Bestor’s crucible of influences, however, was not immediately apparent. Her early houses were relatively restrained, as if wry humor and revelation of structure were secondary to L.A.’s Case Study legacy. But the silver lining of her tough divorce was creative expression that aligned more closely with self-expression. Bestor recalls feeling shaken to the point of considering art school; instead, she plied her existing trade with no holds barred. “I found myself freed of some baggage, and reconsidering color and shape as viable ways to affect people’s experience of a place beyond spatial organization.” She swiftly converted a neglected cabin into a modest yet cheerful home for herself and two kids, and from that project, she has been fielding praise and new clients ever since.

Barbara Bestor

One of Bestor’s most recent projects is Ashes & Diamonds Winery in Napa, which opened this fall.

As with most design studios, a good amount of this business is devoted to residences. But unlike most firms, Bestor’s commissions are consistently to die for. She has had the chance to conserve and update houses by one of her local heroes, John Lautner. “I would love to be as formally brave as he was,” she says. Her much-trumpeted house renovation for the Beastie Boys’ Mike D combines fearless flashes of color and pattern with more traditional architectural daring: reinventing the section, welcoming daylight, blurring indoors and out. Bestor has also exercised her skills with a social conscience thanks to the Blackbirds development, which squeezes 18 homes onto .82 acres of Echo Park with grace and charm. “It’s a little model for urban densification, which is one of the huge issues in L.A., where I want a seat at the table,” she says.

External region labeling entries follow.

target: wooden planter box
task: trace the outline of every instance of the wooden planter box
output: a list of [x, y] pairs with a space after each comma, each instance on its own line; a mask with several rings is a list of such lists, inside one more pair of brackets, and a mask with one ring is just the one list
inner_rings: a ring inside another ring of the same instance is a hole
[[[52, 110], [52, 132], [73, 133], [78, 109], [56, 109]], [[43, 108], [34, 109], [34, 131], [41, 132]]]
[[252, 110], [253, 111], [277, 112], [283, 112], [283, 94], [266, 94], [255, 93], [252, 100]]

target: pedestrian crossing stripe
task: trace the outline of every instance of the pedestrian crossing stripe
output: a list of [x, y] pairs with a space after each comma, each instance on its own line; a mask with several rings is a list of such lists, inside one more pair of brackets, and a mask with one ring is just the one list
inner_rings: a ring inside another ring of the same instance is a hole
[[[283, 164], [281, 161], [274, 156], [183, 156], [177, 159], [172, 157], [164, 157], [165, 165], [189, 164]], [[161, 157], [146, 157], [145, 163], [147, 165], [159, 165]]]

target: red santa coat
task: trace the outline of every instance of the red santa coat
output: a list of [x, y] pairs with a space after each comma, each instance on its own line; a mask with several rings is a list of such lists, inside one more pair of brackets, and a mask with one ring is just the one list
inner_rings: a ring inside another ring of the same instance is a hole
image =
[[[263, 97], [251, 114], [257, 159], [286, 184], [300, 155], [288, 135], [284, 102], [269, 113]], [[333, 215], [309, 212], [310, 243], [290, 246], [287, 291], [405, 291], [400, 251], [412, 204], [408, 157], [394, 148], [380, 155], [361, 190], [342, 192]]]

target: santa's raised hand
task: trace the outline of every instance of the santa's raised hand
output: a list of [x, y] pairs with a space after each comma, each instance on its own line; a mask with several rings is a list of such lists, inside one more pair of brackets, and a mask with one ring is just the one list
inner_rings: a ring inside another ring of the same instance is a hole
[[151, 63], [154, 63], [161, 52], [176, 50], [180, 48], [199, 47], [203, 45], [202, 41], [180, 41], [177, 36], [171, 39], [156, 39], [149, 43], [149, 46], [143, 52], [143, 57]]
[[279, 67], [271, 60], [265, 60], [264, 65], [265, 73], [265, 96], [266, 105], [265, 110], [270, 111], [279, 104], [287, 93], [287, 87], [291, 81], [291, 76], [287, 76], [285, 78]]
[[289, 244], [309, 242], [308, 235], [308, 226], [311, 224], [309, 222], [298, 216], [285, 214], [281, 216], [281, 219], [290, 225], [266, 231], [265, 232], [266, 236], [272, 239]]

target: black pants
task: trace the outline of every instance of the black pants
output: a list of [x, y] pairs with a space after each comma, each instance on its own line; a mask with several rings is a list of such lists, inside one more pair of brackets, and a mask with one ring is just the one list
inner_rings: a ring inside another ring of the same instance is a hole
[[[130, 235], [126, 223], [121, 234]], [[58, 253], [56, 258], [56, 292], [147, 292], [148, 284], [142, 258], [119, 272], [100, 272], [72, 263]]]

Unapologetic ambition is one way by which Bestor endears herself to her expanding circle of admirers. Her current sights are set on the cultural arena. She hopes to translate her experience to the sector not only from her construction of stores and offices, but also by efforts like the Palm Springs exhibition. On the larger scale, she converted a warehouse into the Silverlake Conservatory of Music, for which she conceived a village of performance pods within the historic shell. Bestor Architecture also is wrapping work on the new vineyard Ashes & Diamonds, whose winery and events venue “takes a slightly pop approach to ideas about California modernism, while also getting out of the trap of wineries identifying with European precedent.” Why not apply these projects’ exploration of urbanity and community exchange to, say, L.A.’s planning of the 2028 Olympic Games?

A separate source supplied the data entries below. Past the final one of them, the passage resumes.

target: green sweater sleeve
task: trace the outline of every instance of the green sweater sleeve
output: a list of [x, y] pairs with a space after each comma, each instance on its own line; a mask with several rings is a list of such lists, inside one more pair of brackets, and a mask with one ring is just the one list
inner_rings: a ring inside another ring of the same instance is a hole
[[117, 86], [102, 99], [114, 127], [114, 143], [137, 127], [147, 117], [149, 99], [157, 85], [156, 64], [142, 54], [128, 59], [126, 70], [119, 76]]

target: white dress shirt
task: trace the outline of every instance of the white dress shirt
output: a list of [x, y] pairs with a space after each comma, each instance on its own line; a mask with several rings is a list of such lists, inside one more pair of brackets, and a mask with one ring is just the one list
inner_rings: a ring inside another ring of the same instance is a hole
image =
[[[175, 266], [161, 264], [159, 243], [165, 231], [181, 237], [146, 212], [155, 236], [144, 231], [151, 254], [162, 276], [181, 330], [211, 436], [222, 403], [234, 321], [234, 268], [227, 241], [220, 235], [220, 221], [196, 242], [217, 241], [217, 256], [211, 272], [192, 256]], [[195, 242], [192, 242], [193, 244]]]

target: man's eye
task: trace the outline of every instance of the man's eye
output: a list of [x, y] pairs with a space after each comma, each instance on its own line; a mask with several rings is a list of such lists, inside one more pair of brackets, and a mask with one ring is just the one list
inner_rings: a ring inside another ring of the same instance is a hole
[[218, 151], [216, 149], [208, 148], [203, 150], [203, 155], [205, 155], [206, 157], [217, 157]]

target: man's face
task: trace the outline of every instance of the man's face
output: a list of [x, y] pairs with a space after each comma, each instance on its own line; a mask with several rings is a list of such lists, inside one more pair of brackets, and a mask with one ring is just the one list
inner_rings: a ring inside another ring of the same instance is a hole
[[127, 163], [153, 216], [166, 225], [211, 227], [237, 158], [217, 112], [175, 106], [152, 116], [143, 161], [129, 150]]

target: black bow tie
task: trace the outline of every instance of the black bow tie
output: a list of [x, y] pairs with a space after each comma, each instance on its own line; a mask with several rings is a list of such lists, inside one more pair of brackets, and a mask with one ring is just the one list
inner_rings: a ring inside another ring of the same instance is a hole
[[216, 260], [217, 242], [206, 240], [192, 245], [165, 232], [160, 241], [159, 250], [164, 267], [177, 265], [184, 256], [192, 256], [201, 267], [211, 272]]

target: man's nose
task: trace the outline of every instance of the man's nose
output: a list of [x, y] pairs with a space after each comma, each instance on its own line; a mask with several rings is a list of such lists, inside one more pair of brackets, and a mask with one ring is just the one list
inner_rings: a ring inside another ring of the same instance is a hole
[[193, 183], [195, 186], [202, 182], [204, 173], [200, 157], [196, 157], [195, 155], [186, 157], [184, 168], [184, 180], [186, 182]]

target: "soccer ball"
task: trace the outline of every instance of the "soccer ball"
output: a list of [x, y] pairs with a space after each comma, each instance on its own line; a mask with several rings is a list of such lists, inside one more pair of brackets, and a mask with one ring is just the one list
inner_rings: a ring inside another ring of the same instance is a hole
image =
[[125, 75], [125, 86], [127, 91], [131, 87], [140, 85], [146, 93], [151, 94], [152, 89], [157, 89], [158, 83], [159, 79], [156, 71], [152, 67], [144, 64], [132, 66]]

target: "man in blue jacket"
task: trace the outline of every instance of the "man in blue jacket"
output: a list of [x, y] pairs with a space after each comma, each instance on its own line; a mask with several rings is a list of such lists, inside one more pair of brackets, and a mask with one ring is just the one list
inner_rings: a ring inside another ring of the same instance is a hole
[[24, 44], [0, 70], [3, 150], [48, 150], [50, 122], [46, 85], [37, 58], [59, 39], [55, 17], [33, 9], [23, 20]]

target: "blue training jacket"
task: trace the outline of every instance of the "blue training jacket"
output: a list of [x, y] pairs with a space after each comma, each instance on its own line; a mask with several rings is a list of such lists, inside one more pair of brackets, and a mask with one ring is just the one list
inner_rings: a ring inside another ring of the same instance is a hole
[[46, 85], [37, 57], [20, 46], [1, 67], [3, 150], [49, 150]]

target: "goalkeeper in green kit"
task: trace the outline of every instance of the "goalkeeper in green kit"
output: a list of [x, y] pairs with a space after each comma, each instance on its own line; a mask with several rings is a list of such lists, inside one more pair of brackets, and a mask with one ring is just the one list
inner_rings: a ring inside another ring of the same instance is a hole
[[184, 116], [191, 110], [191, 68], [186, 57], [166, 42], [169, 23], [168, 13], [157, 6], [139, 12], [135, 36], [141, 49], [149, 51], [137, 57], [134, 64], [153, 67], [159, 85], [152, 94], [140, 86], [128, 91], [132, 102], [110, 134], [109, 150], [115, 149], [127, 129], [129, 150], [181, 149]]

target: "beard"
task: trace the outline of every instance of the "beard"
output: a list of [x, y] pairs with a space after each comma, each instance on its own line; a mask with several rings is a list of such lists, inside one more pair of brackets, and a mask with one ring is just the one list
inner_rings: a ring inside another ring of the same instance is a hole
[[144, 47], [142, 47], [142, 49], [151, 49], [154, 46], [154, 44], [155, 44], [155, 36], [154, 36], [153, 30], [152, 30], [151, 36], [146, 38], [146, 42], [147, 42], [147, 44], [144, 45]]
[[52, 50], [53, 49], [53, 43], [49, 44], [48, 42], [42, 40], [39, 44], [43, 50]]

If Bestor experienced her first career breakthrough as an unselfconscious babysitter, today’s success is due to her self- assuredness. The architect explains that self-confidence comes from design method. Rather than impose idiosyncrasies on a project—which would be just another ideology, after all—Bestor says her firm listens to everybody. “It’s good to put people first,” she says. “Nowadays, we are literally competing against tiny screens for people’s attention 90 percent of the time, and I think people are dying to be in spaces where they can have an experience that is haptic and visual and cozy.” The cheering helps, too. “A lot of my insecurities are quieting because we’re doing something different,” Bestor adds, “and so far it’s turned out really well.”